Dastur Peshotan: the son of Gustasp Padshah, he was the head priest of Kangadez (Kingdom of Padshah Shiavax). When Asho Nabi Spitaman Zarathushtra made King Gushtasp and all in his court agree to follow the Zoroastrian religion, a jashan was performed. The milk, which was put in the baaj ceremony of the jashan was given to Dastur Peshotan to drink. This brought him immortality!

Gopat Shah: the name means King of Gopat – this place is in Iran, in an area named Khanirashkeshwar (Asia Minor). He had the form of a man up to his waist and from waist down, he was a bull. It is said that Gopatshah used to sit near the waters and pray, and the holy water thus obtained, he would put into the ocean. This ensured that the demons lurking inside the waters would be rendered paralysed. Also, the rains that came down from the skies would not rain down the demons. (This is a side handed reference to the water cycle which we all know that the evaporated waters from the seas, forms clouds and rains down upon us.)

Vanejoitabish: the Tree of Eternal life, a life without pain and disease. When the Shahmurg (a mythical ostrich-like bird, probably a Phoenix) would sit on the bark of this tree, a hundred branches would completely fall off. And when it flew away, a hundred branches would grow in the place of each one that fell off. I cannot help but compare this to the pollination and propagation of seed and plant life as explained by modern science. Another bird called the Chinamarosh comes and picks the seeds that fall off the Vanejoitabish tree. It then deposits these seeds into the waters from where Teshtar Tir Yazad comes to fill his water. The water contained in these seeds then pours down on earth as droplets of rain. This creates fertility in the soil and abundance in the water supply of the earth. The unmistakable link between the trees and the sustenance of all life on this planet is highlighted by this tale.

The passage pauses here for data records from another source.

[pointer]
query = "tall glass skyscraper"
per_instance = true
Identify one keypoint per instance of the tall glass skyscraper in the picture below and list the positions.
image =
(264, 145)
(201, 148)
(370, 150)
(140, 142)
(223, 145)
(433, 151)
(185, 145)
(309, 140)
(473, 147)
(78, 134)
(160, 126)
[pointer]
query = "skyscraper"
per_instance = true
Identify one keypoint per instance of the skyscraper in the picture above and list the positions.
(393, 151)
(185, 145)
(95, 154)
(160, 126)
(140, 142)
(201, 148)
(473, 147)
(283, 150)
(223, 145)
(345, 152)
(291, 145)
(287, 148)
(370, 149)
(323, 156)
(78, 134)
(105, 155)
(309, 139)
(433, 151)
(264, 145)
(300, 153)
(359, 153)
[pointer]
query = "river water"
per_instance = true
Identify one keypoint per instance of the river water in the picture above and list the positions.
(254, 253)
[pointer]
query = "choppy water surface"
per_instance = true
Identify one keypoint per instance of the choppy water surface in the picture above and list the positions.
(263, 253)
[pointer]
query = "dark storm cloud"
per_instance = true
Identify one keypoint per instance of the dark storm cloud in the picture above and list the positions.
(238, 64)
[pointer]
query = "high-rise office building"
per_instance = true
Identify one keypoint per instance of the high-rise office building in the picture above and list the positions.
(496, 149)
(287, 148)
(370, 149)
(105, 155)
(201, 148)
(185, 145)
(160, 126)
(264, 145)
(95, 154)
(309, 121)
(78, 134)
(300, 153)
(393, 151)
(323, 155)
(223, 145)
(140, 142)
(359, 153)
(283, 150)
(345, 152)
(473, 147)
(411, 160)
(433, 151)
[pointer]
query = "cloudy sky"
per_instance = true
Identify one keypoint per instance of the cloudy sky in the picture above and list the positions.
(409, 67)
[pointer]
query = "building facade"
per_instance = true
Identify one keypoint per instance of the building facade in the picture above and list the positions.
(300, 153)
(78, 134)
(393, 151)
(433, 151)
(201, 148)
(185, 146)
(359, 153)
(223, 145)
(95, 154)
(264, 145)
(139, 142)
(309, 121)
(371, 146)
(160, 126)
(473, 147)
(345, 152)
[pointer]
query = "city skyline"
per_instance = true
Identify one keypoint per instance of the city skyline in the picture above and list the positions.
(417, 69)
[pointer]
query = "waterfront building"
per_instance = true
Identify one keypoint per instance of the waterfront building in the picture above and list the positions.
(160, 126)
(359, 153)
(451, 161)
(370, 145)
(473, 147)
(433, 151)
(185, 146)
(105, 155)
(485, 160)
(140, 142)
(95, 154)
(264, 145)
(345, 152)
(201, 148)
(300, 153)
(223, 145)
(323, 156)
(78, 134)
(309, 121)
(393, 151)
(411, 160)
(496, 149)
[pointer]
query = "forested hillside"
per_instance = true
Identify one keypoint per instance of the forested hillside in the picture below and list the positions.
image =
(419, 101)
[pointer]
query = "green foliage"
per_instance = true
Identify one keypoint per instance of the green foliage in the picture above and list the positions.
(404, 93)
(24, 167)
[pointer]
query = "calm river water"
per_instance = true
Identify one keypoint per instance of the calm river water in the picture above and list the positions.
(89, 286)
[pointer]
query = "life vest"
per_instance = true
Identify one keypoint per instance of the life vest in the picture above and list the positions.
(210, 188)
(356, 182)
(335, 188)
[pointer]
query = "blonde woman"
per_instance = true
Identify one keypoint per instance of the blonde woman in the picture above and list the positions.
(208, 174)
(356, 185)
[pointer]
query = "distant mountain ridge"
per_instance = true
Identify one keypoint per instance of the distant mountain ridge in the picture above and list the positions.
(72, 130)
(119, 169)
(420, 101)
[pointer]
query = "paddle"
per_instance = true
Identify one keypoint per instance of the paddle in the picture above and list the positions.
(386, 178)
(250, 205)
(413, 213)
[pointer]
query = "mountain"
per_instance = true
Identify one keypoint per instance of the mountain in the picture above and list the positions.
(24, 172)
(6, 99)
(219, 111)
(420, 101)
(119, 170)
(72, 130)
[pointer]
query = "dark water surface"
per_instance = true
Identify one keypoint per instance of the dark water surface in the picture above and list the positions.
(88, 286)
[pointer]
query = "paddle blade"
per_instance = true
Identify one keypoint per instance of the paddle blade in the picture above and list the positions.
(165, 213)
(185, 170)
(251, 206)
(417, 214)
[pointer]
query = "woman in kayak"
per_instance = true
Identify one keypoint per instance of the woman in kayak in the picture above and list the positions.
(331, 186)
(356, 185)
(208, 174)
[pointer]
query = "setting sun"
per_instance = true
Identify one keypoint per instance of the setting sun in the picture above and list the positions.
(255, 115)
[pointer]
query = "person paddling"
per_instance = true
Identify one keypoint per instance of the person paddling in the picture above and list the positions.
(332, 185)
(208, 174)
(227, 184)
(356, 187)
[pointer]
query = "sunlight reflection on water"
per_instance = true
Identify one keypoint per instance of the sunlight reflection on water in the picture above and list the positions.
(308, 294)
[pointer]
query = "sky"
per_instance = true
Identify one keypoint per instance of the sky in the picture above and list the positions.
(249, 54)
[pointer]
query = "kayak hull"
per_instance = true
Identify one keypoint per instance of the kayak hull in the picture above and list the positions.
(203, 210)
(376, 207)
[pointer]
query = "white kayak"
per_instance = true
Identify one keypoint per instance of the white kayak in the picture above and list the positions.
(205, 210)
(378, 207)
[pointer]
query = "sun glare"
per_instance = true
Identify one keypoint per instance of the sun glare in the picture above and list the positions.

Goshtefriyan: He was a highly realised saint; he would sit by the waters of the river and recite prayers. He claimed to have powers that could destroy the worst possible evil with a series of just 99 questions that an evil one could not answer. One day, the evil Akhtarjaduk challenged Goshtefriyan and asked him 33 difficult questions. Goshtefriyan answered them all easily. He, in return, asked Akhtarjaduk just 3 difficult questions and he was stumped. He could not answer even one. Hence Goshtefriyan struck him dead and brought an end to the evil one. This story is from the Mandigare Goshtefriyan (an ancient Pahlavi text). 

If we can find the feats of Bahubali plausible and believe in the Hogwarts culture of Harry Potter, then surely there must be some substance in the stories that emerge from our illustrious culture. However, these writings have to be taken at face value as there is no verified historical record of the same.